With the vast numbers of Jewish refugees, nations began limiting the numbers admitted across their borders. Fortunately for Deutch, her cousin arranged for the 16-year-old to go on the Kindertransport, or Children’s Transport, a series of rescue efforts between 1938 and 1940. Children ages 17 and under, mostly Jewish, were separated from their parents and sent to England to be cared for until their parents could join them, she explained, noting the majority of those parents never arrived.

Deutch, one of the oldest there, recalls being on the train platform with children crying and clinging to her. “They were hanging onto my skirt; they didn’t want to go with strangers,” she recalled. “They would ask, ‘When is my mother going to come?’ It was incredibly sad.”

The children traveled by train to various ports and then boarded a boat for England. Upon arrival in London, they were ushered into an auditorium and, one by one, children were sent home with foster families or relatives. Deutch soon found herself alone in the cavernous hall.

“I said to myself, ‘Dear God, what now?’,” she said. “I had 10 marks on me and didn’t know the language.”

Deutch’s ride finally arrived to take her to a boarding house. Kindertransport officials later asked her what she wanted to do for a profession. She told them a medical doctor or a nurse.

“I went to the hospital and put on a uniform, and I was a nurse,” she said.Deutch and other German refugees were moved to a refugee internment camp in Isle of Man, where she continued her studies and became a registered nurse. Grateful for England’s support, she enlisted in the British army in 1941. She recalls her commanding officer asking her if she’d like to be a cook or a soldier-servant, which was an orderly for an officer. “I told her neither. I am a nurse,” she said.

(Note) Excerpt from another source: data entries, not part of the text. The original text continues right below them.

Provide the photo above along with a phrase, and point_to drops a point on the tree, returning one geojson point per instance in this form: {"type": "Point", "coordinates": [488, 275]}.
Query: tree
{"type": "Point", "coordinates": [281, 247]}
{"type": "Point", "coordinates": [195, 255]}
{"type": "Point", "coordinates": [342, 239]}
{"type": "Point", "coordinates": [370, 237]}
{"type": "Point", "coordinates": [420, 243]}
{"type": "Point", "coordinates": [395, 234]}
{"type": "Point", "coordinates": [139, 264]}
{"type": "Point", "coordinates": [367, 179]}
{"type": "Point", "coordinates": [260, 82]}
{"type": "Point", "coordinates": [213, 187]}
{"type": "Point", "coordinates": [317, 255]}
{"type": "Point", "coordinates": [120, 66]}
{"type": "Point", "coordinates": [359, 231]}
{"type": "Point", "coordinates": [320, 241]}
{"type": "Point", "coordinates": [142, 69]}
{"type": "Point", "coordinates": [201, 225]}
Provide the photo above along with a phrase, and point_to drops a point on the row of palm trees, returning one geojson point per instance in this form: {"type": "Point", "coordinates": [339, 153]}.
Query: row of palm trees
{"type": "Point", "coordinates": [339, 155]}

Deutch met her husband, a Canadian citizen, in 1943 at the Jewish Forces Club. She soon became pregnant and was sent on a ship convoy to Canada, where she remained until after her husband died in 1949.

While there, Deutch went to look at the list of survivors every day to try and locate her family, but only found two cousins. She later discovered her mother and stepfather had escaped via boat from Holland to Chile. The rest of her family remained behind and died in concentration camps.

Seeking to reunite with her parents, Deutch and her two sons traveled to Chile, where she worked at the United Nations as an interpreter while studying to be an accountant, then returned to Canada and became a social worker. She later moved to New York to work as an accountant in an advertising agency. Her sons are now 75 and 77 years old.

She concluded by thanking all present for their contributions to healthcare and to the military. “To save a life is God’s work,” she said.

Deutch continues to be a sought-after speaker and each year at this time, shares her story of survival to ensure no one forgets the 6 million Jewish men, women and children — and countless others deemed inferior – who were murdered by the Nazi regime.